Unlearn.ai is a pioneering platform that leverages artificial intelligence and digital twins to revolutionize clinical trial design, planning, and analysis. By creating AI-generated forecasts of clinical trial participants' expected control outcomes, Unlearn aims to streamline clinical development, accelerate decision-making, and ultimately bring new treatments to patients faster. The platform offers a unified, upstream workspace that replaces fragmented workflows, allowing teams to achieve alignment more quickly and test assumptions earlier in the development process.

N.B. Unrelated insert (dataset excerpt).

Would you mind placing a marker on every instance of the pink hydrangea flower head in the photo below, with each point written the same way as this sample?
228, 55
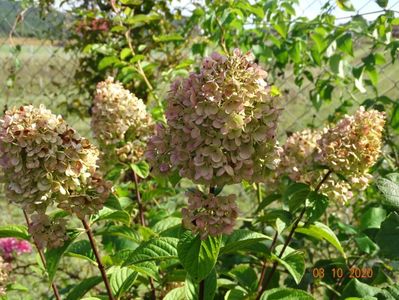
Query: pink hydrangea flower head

Unlearn provides a comprehensive suite of solutions designed to enhance various stages of clinical development. Their core offerings, TrialPioneer and Trial Analyses with Digital Twins, are built upon a foundation of advanced AI and robust data integration. These tools are engineered to provide clarity and confidence throughout the entire clinical development lifecycle, from initial trial design to late-stage analysis.
TrialPioneer serves as a single workspace for upstream trial design. It integrates critical components necessary for iterative decision-making, assumption testing, and maintaining clear, defensible rationale across review cycles. Within TrialPioneer, users can access:
Trial Analyses with Digital Twins strengthens trial analyses by utilizing AI-generated forecasts of clinical trial participants’ expected control outcomes. These digital twins act as external comparators in early-stage and open-label studies, significantly reducing variability and improving the ability to detect treatment effects. For randomized trials, this approach supports smaller sample sizes or increased statistical power. This methodology has been qualified by the EMA and aligns with current FDA guidance, facilitating clearer go/no-go decisions earlier in development and enabling more efficient late-stage trials, leading to measurable reductions in trial size, cost, and time to readout.